A good way to check if a network share like NFS or CIFS
is still available, is to monitor an existing file on the share itself.
Doing this with SMB/CIFS is a little easier than with NFS
when the NFS share is hard mounted.
The check would then wait forever if the NFS server is not available and not return
any error. It could also happen that your checks are piling up in the process list.
Here is an example to make it work by using /usr/bin/timeout
timeout
will run stat
to check for the file
but kill the stat command if it does not return within
a specified time period.
For demonstration purposes I use monit
but this can be done with any other monitoring solution
like OpenNMS by executing the check over net-snmp's extend feature for example.
apt-get install monit
Monit Version >= 5.7
Since monit 5.7 "check program" supports now arguments.
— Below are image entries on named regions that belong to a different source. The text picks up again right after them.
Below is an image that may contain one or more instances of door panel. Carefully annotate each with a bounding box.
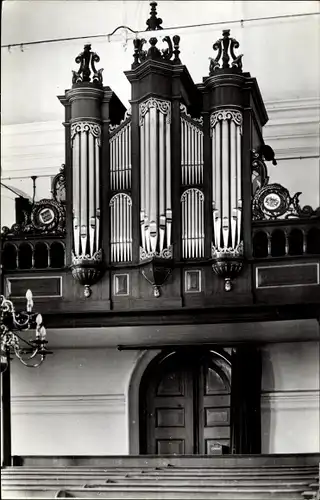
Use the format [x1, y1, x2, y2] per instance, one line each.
[147, 363, 193, 455]
[144, 353, 230, 455]
[199, 360, 230, 455]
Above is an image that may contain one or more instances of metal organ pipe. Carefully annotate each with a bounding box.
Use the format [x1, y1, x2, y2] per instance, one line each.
[139, 97, 172, 259]
[149, 107, 160, 252]
[159, 113, 166, 252]
[210, 109, 242, 249]
[181, 188, 204, 259]
[230, 120, 238, 248]
[214, 122, 221, 247]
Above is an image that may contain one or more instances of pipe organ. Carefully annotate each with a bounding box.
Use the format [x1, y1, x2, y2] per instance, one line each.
[110, 114, 131, 191]
[61, 23, 276, 300]
[180, 104, 203, 186]
[71, 121, 101, 258]
[139, 97, 172, 260]
[210, 109, 242, 251]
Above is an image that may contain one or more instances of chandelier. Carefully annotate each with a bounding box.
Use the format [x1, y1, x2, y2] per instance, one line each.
[0, 290, 51, 373]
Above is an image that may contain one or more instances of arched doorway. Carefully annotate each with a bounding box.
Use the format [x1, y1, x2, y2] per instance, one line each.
[140, 348, 231, 455]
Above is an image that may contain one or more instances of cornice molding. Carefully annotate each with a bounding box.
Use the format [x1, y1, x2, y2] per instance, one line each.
[11, 394, 125, 415]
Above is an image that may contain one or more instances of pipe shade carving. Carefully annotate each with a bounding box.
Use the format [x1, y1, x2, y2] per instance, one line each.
[180, 105, 203, 185]
[139, 98, 172, 260]
[210, 109, 243, 291]
[71, 121, 102, 297]
[181, 188, 204, 259]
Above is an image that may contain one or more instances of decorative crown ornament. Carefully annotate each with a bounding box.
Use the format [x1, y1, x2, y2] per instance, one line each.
[209, 30, 243, 76]
[72, 44, 103, 85]
[71, 249, 104, 298]
[146, 2, 163, 31]
[211, 241, 243, 292]
[131, 35, 181, 69]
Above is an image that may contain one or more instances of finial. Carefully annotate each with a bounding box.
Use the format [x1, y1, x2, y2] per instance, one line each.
[209, 30, 243, 76]
[146, 2, 163, 31]
[72, 44, 103, 84]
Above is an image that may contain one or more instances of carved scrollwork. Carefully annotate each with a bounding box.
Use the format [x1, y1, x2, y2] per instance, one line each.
[209, 30, 243, 76]
[109, 108, 131, 132]
[211, 241, 243, 292]
[72, 44, 103, 85]
[51, 164, 66, 203]
[139, 97, 171, 125]
[71, 122, 101, 146]
[2, 199, 66, 236]
[180, 103, 203, 125]
[146, 2, 163, 31]
[251, 149, 269, 195]
[71, 249, 104, 298]
[252, 183, 319, 220]
[210, 109, 242, 129]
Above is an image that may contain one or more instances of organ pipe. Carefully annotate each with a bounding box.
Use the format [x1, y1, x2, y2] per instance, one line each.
[210, 109, 242, 250]
[71, 121, 101, 257]
[110, 193, 132, 262]
[110, 122, 131, 191]
[181, 188, 204, 259]
[181, 116, 203, 185]
[139, 98, 172, 259]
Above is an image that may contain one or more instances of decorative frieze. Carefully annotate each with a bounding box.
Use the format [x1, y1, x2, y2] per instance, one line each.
[110, 193, 132, 262]
[110, 122, 131, 191]
[139, 98, 172, 260]
[71, 121, 101, 257]
[210, 109, 242, 250]
[181, 188, 204, 259]
[180, 104, 203, 185]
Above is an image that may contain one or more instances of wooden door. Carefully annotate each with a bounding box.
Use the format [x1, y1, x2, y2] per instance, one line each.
[141, 351, 230, 455]
[145, 356, 194, 455]
[199, 359, 230, 455]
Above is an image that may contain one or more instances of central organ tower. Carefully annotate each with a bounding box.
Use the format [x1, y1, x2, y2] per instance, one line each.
[60, 6, 268, 308]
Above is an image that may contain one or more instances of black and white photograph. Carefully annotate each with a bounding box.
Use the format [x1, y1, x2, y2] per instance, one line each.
[0, 0, 320, 500]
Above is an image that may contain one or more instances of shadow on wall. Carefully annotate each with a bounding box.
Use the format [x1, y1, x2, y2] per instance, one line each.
[261, 350, 275, 453]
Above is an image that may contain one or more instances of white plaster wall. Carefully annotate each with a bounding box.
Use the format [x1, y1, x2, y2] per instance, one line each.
[12, 349, 138, 455]
[261, 342, 320, 453]
[12, 342, 320, 455]
[1, 0, 320, 226]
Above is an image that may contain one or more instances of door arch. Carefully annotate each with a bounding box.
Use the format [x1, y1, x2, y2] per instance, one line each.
[139, 348, 231, 455]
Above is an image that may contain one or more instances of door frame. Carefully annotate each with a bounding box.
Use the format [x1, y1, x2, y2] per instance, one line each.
[128, 345, 231, 456]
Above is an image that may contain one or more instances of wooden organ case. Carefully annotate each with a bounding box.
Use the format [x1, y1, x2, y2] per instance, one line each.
[2, 13, 320, 327]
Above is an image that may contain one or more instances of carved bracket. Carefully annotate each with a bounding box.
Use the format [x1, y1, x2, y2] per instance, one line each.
[212, 242, 243, 292]
[141, 257, 173, 297]
[146, 2, 163, 31]
[70, 249, 104, 298]
[209, 30, 243, 76]
[131, 35, 181, 69]
[72, 44, 103, 85]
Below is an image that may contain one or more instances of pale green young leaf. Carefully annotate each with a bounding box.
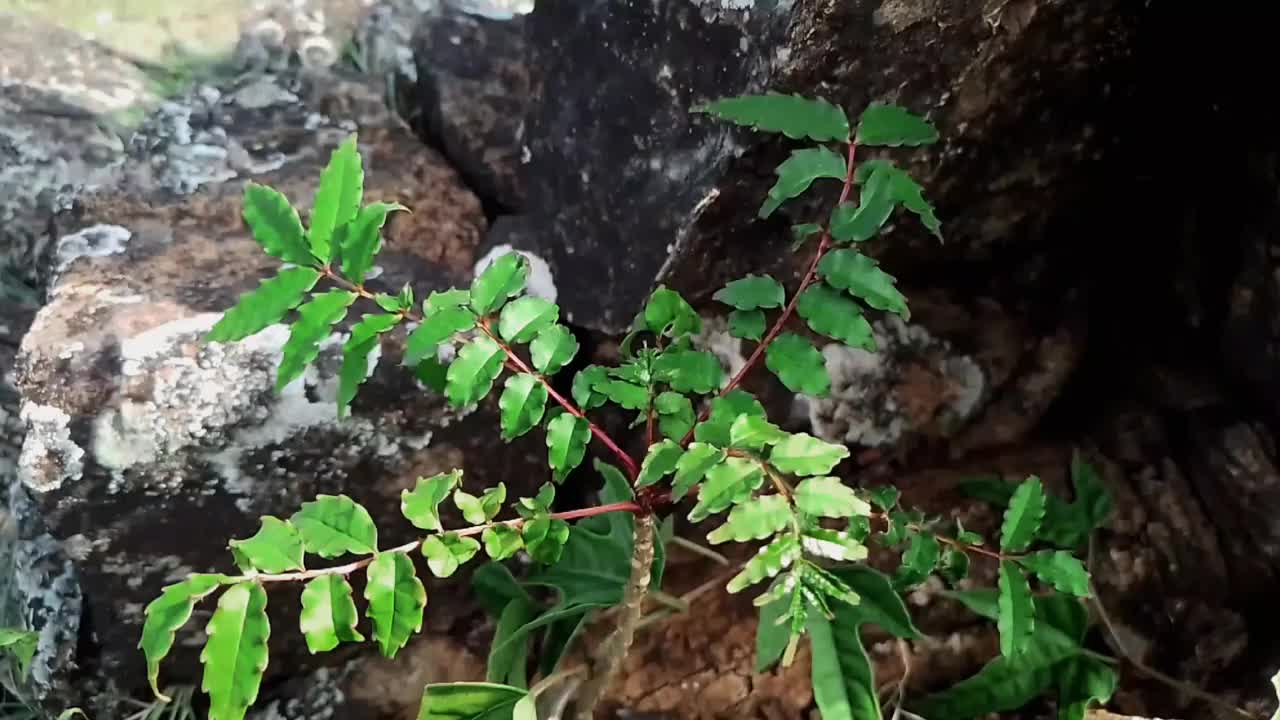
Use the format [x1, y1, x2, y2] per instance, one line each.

/etc/monit/conf.d/cifs_nfs
check program CIFS with path "/usr/bin/timeout 1 /usr/bin/stat -t /media/cifs/test.txt"
if status != 0 then alert
check program NFS with path "/usr/bin/timeout 1 /usr/bin/stat -t /media/nfs/test.txt"
if status != 0 then alert
Monit Version < 5.7
With older versions of monit
you have to use a wrapper script for the check.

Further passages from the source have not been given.